That mirage quickly vanishes.

The Nazi occupation leads to an argument at dinner in Sara’s upper-middle-class home between her mother, Rose (Olivia Ross), a math teacher, and her kind and protective father, Max (Ishai Golan), about the precise level of danger they face.

Soon enough, Nazi soldiers arrive at Sara’s school with a list of names of Jewish students they are to take away. School personnel, including Pastor Luc (Stuart McQuarrie) and Sara’s teacher Mademoiselle Petitjean (Patsy Ferran), attempt to hide them, insisting these boys and girls did not show up for school on this day. However, thanks to a student — Jem Matthews’ Vincent, whom the viewer will continue to loathe — that plan fails.

Fortunately, Sara benefits from the kindness of another boy, Orlando Schwerdt’s Julien Beaumier, who helps her flee the school. She barely knows him; Julien has difficulty walking as a result of having had polio, and her friends teased him and called him “Tourteau” (“The Crab”), which is the only name Sara associates with him, she realizes.

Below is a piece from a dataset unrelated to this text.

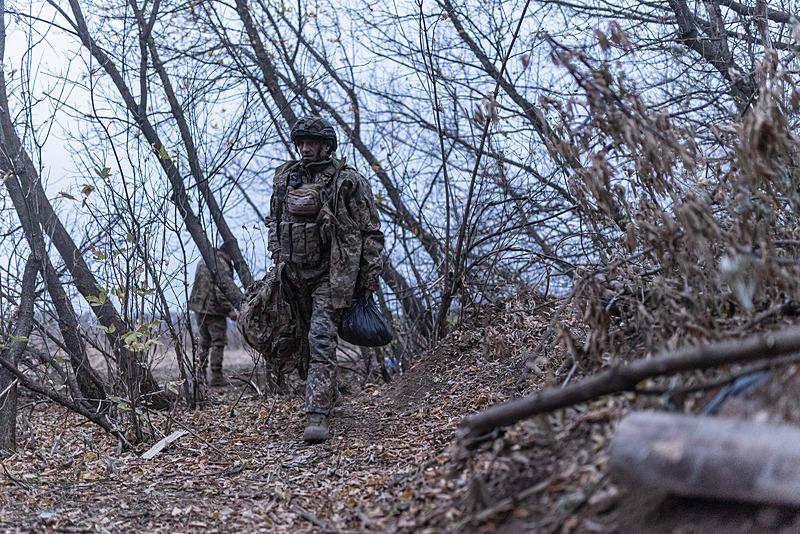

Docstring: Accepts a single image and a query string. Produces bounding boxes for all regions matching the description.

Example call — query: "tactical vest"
[277,160,344,267]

Nonetheless, with the blessing of his parents, Vivienne (Gillian Anderson, lending some gravitas to the proceedings) and Jean Paul (Jo Stone-Fewings), Julien hides Sara in the family barn, warning her to stay out of the sight of a couple of nosy neighbors.

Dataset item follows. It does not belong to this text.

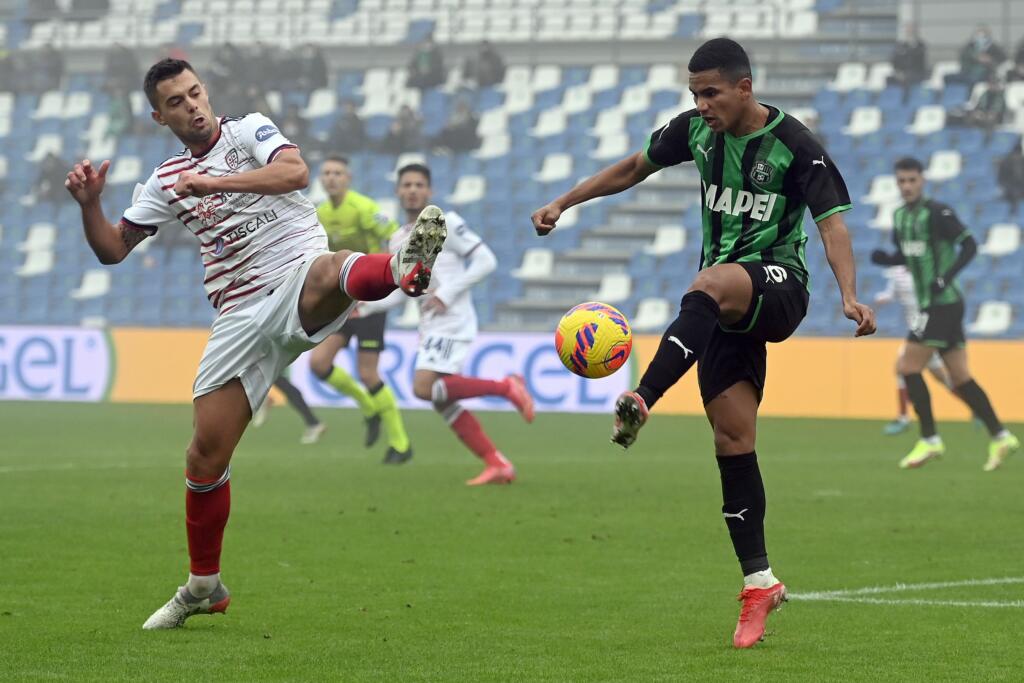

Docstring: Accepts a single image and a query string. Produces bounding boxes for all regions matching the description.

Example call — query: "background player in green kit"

Gillian Anderson portrays Vivienne in “White Bird.” (Courtesy of Lionsgate)

Initially filled with guilt for not having treated Julien better at school, she grows closer to the young man, who helps her stay up on schoolwork in the afternoon and with whom she shares adventures in the barn fueled by their combined imagination in the evening.

Of course, danger never resides far away from Sara and her brave hosts.

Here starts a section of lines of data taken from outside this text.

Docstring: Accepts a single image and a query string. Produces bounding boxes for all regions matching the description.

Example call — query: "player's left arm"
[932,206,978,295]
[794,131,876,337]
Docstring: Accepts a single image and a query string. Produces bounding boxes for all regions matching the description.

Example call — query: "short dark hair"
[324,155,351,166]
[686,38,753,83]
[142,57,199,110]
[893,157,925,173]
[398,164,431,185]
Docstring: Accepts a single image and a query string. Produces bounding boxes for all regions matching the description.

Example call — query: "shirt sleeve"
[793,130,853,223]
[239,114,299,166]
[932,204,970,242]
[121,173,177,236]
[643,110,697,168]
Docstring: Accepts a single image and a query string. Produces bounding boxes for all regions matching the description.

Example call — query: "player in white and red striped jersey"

In fact, one of the harshest critiques one can levy on “White Bird” is that you always see that danger coming, the adaptation by Mark Bomback (“War for the Planet of the Apes”) possessing very predictable story beats. (Also, the resolution to one tense scene late in the film is, well, just a bit much, even if the seeds for it are plenty early on in the story.)

And still, in the hands of director Marc Forster (“Finding Neverland,” “Christopher Robin”), “White Bird” is impactful all the same, a film that manages to mine more than its fair share of joy from a dire situation.

Schwerdt (“True History of the Kelly Gang”) deserves plenty of credit for that, as well, as you can’t help but experience the joy Julien feels to have this girl in his life. Every moment with Schwerdt and Glaser (“Radioactive”) together as Julien and Sara is a treasure, especially as you suspect those moments cannot last.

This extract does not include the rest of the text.